なお、神官は神殿からの推薦で冒険者になることがほとんどであるが、ギルドで試験を受けることもできる。その場合の実技試験は神官のみ可能である無詠唱魔法による魔法発動の確認を行うのだ。
「わたしもっ、なんかドキドキしてきましたっ」
「そうですね」
「ふぉふぉ」
「みんなっ、受かるといいですねっ」
「ええ」
「ふぉふぉ」
一人の受験生がサラ達に気付いた。
サラとアリス、二人の美しい女神官が並ぶ姿を見て、思わず見惚れてしまった。
ちなみにこの時のサラはいつもの戦士風の服装から神官服に着替えていた。
その者の異変に気づいた受験生達が次々とその者の視線の先にいたサラ達に気づき、他の者達も同様に見惚れてボーとなる。

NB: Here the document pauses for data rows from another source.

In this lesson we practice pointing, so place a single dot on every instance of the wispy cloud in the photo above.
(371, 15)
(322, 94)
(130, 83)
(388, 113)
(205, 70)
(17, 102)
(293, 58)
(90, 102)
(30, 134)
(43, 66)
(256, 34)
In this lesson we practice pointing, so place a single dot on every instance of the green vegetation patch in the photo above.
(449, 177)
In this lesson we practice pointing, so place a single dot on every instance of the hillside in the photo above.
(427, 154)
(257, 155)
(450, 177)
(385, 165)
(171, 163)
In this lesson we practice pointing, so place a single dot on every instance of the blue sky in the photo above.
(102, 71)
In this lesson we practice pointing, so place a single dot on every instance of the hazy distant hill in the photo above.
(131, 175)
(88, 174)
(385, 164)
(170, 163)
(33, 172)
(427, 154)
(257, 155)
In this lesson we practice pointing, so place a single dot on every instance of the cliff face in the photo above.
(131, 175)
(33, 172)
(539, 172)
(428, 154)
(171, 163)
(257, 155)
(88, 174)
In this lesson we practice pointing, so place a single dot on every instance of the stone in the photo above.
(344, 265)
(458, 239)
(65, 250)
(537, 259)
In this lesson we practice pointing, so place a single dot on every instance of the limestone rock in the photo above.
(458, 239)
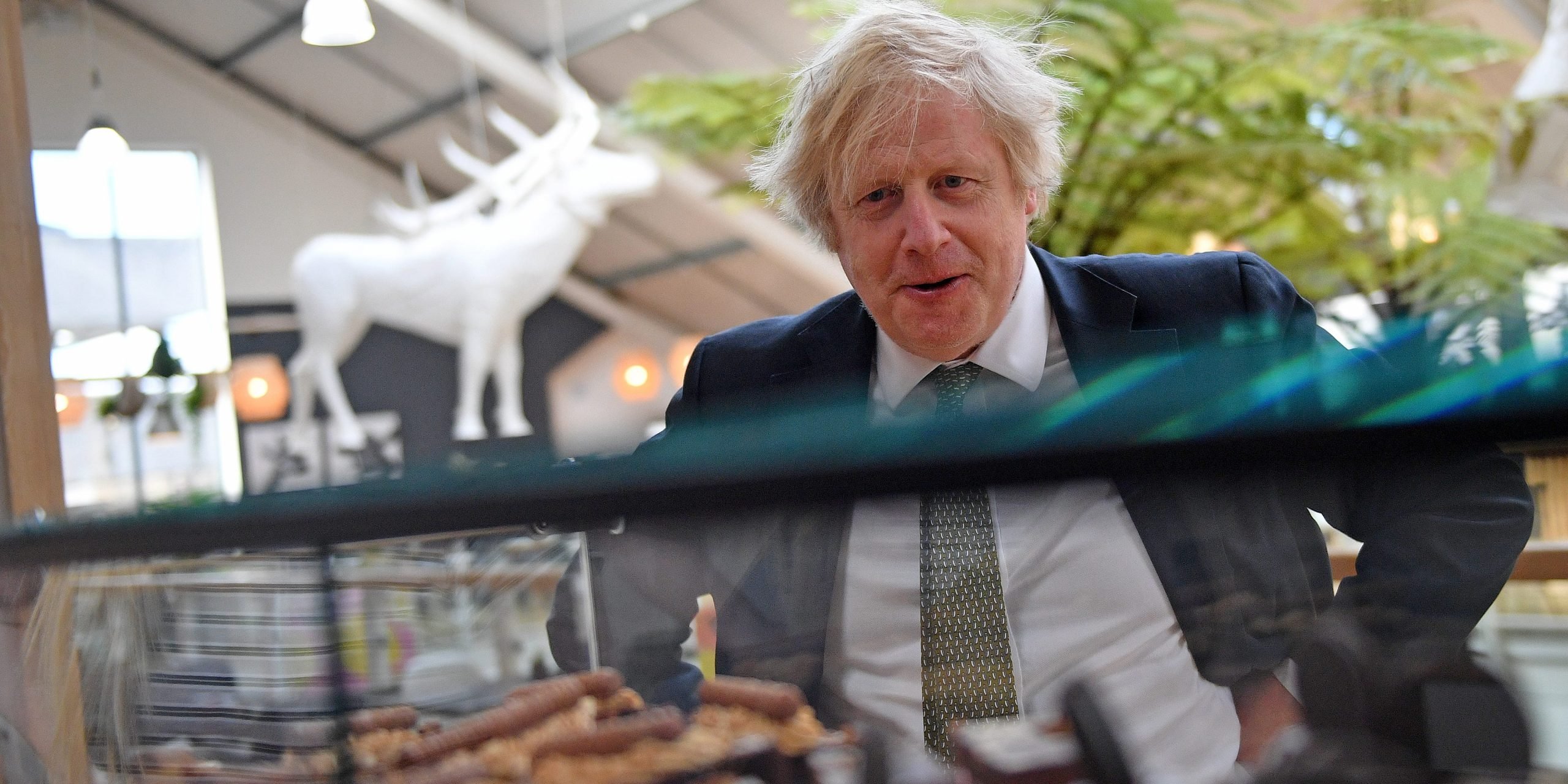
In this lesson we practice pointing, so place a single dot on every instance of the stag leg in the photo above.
(347, 433)
(508, 386)
(475, 356)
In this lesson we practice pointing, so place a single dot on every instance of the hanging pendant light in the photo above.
(164, 422)
(102, 143)
(336, 23)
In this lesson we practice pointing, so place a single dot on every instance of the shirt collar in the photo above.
(1017, 350)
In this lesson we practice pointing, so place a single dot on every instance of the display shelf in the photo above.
(723, 469)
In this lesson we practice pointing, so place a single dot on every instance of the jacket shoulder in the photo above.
(1174, 287)
(753, 352)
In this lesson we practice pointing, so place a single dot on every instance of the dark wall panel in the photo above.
(396, 371)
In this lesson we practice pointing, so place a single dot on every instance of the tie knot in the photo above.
(952, 383)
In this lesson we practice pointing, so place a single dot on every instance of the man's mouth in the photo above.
(937, 286)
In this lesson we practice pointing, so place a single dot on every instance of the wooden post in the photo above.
(29, 430)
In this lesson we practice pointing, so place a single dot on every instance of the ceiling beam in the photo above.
(670, 262)
(284, 24)
(419, 115)
(518, 73)
(245, 83)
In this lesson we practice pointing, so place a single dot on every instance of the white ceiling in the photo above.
(399, 93)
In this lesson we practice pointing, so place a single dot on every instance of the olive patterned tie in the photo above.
(967, 659)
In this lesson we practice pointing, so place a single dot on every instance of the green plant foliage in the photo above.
(1300, 141)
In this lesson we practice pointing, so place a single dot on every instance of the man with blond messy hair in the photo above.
(918, 149)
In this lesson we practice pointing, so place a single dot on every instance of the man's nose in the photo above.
(924, 230)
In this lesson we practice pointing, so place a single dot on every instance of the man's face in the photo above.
(932, 231)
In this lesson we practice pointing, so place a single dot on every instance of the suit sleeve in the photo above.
(1440, 530)
(642, 584)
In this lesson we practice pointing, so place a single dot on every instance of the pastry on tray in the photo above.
(589, 728)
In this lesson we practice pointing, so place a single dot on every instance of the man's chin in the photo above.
(937, 349)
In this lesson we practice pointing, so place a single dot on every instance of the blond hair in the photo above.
(885, 60)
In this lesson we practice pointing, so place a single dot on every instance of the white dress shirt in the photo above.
(1082, 598)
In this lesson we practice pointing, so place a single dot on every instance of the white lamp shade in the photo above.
(1547, 76)
(337, 23)
(102, 143)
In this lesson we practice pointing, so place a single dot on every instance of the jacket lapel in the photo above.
(1096, 320)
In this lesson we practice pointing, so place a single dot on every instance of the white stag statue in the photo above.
(458, 273)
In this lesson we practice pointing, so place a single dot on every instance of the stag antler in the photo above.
(514, 176)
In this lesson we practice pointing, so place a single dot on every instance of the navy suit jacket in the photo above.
(1236, 549)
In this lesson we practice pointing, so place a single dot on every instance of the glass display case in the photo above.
(739, 601)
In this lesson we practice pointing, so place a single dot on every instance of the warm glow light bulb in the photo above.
(636, 377)
(102, 145)
(336, 23)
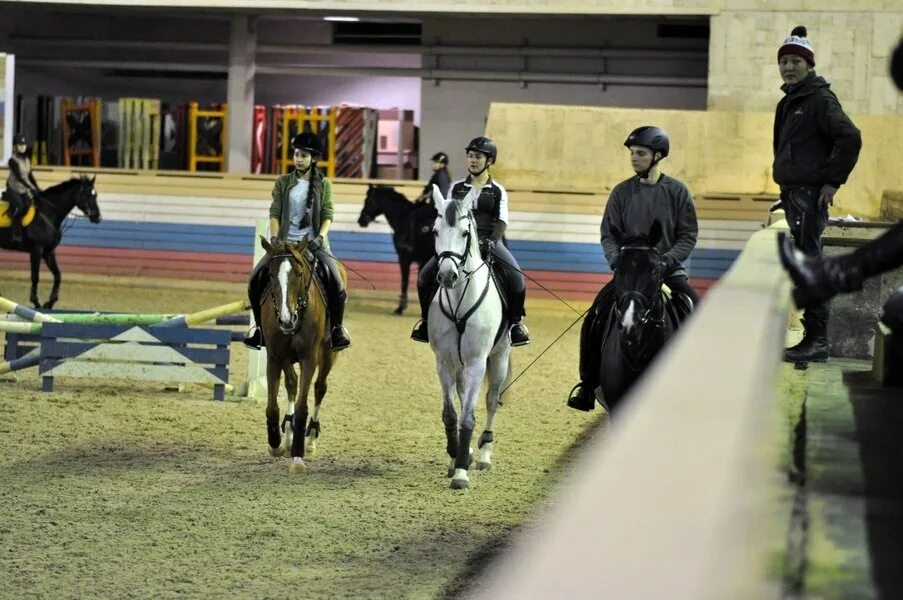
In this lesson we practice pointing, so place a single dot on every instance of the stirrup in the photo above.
(338, 339)
(579, 400)
(420, 332)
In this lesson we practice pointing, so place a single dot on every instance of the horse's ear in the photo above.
(655, 232)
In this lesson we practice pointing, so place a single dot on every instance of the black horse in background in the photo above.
(636, 317)
(384, 200)
(41, 237)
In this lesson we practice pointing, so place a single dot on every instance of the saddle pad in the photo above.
(6, 221)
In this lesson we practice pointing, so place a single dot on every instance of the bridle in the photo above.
(301, 304)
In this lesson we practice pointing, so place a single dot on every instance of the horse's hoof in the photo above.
(460, 481)
(277, 451)
(310, 448)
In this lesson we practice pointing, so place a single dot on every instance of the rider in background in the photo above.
(489, 202)
(423, 207)
(21, 187)
(302, 207)
(633, 206)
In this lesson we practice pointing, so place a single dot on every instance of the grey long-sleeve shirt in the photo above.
(633, 206)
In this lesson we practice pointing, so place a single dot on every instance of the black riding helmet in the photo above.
(484, 145)
(650, 137)
(308, 142)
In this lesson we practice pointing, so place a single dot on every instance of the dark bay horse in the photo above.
(384, 200)
(42, 236)
(641, 317)
(295, 330)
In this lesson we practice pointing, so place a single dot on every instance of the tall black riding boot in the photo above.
(519, 334)
(814, 345)
(338, 339)
(817, 280)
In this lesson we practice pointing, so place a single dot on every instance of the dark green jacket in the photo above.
(320, 202)
(815, 142)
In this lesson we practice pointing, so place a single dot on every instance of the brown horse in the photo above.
(294, 331)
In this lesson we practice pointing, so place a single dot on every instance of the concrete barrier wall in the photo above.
(671, 499)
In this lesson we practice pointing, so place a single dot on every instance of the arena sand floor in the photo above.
(112, 489)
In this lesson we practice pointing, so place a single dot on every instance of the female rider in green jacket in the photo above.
(302, 207)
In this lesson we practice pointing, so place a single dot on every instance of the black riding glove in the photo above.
(486, 247)
(315, 244)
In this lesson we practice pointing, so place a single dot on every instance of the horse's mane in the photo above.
(65, 186)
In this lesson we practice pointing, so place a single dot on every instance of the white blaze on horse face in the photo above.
(629, 315)
(285, 268)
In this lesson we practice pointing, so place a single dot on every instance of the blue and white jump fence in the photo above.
(130, 346)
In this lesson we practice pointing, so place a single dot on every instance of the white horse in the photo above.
(467, 336)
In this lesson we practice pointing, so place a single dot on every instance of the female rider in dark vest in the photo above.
(633, 206)
(21, 187)
(302, 207)
(489, 202)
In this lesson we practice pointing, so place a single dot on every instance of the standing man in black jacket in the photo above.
(815, 149)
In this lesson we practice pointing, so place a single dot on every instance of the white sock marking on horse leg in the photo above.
(284, 268)
(628, 322)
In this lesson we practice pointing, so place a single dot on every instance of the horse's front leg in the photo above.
(498, 373)
(447, 379)
(405, 266)
(473, 377)
(50, 260)
(327, 357)
(35, 277)
(291, 389)
(300, 419)
(274, 375)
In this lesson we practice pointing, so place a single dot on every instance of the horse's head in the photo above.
(456, 241)
(290, 280)
(638, 283)
(86, 198)
(372, 205)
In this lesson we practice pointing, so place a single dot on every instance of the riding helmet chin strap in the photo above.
(645, 174)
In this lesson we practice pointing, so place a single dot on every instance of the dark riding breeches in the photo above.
(503, 264)
(807, 221)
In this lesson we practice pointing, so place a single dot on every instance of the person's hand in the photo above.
(826, 196)
(486, 247)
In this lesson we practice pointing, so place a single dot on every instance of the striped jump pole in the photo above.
(23, 362)
(206, 315)
(25, 312)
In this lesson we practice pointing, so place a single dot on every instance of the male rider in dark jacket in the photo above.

ただ、女性の受験生だけは面白くなさそうな顔をしていた。
訓練場に最後にやって来たのは受験生達の実技試験の相手をする冒険者であった。
その態度は横柄で、受験生達を見下していた。
「お前ら!何バカみたいに呆けた顔してんだ!これから試験だぞ!もっと真剣に……って、さぁらぁ!?」
サラの素顔を知っていたらしいその冒険者は受験生に負けず劣らずのアホ面でサラを見つめる。
審判役が椅子から立ち上がった。
「うむ。ではわしも行くとしようかのう」
「よろしくお願いします」
「お願いしますっ」
審判役が配置についても冒険者は見向きもせず、サラにキメ顔?を見せつけていた。
サラはため息をつき、冒険者を催促する。
「あの、そろそろ始めませんか?」
「お?おうっ!任せろ!」
サラに声をかけられ、仕事を思い出した冒険者。
彼はサラがいると知って変なスイッチが入ってしまった。
受験生のための実技試験であることをすっかり忘れ、開始の合図とともに受験生をぶっ倒したのだ。
「見たかっーサラーっ!」
サラに向けてガッツポーズをきめる冒険者。
「……バカだ」
「……バカですっ」
サラとアリスがぼそりと呟く。
サラはアリスに「私が行きます」と断り、倒れて動かない受験生のもとへ向かう。
治療しているサラのもとへ冒険者がやってきて再びアピールする。
「どうだっ!サラ!俺は勇者になると思うだろっ!よしっ、サラ、この後俺のパーティを紹介するぜ!」
勝手に話を進める冒険者が期待を込めた瞳をサラに向けるが、サラは冷めた目で返した。
「あなたはこの試験の事を理解していないのですか?これはあなたの力ではなく、受験生の力を見る試験ですよ」
サラの冷たい視線を浴びて冒険者はビビるもののまだアピールを続ける。
「そ、それはわかってる!だが、俺の力も知っておくべきだろ!?な!?」
「……誰がですか?」
「もちろんサラっ、お前だ!」
「必要ありません」
「おいっ、そりゃないだろう!」
そこで気を失っていた受験生が意識を取り戻した。
「大丈夫ですか?」
優しく声をかけてきた相手、サラの姿を見て、受験生は思わず叫んだ。
「お、俺と結婚してくださいっ!」
「ふざけんなっ!」
返事したのはサラではなく冒険者だ。
冒険者は怒鳴るだけでは物足りず受験生に蹴りを入れる。
思わず悲鳴を上げて転がる受験生。
「サラは俺と結婚するんだ!なっ!?」
サラは大きく首を横に振り、実技試験相手の、バカ冒険者を見た。